Use google bigquery to build histogram graph
You could also use the quantiles
aggregation operator to get a quick look at the distribution of ages.
SELECT
quantiles(age, 10)
FROM mytable
Each row of this query would correspond to the age at that point in the list of ages. The first result is the age 1/10ths of the way through the sorted list of ages, the second is the age 2/10ths through, 3/10ths, etc.
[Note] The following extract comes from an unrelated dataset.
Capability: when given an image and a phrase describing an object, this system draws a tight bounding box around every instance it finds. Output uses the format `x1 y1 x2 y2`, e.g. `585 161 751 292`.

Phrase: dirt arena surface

See the 2019 update, with #standardSQL --Fh
The subquery idea works, as does "CASE WHEN" and then doing a group by:
SELECT COUNT(field1), bucket
FROM (
SELECT field1, CASE WHEN age >= 0 AND age < 10 THEN 1
WHEN age >= 10 AND age < 20 THEN 2
WHEN age >= 20 AND age < 30 THEN 3
...
ELSE -1 END as bucket
FROM table1)
GROUP BY bucket
Alternately, if the buckets are regular -- you could just divide and cast to an integer:
SELECT COUNT(field1), bucket
FROM (
SELECT field1, INTEGER(age / 10) as bucket FROM table1)
GROUP BY bucket
With #standardSQL and an auxiliary stats
query, we can define the range the histogram should look into.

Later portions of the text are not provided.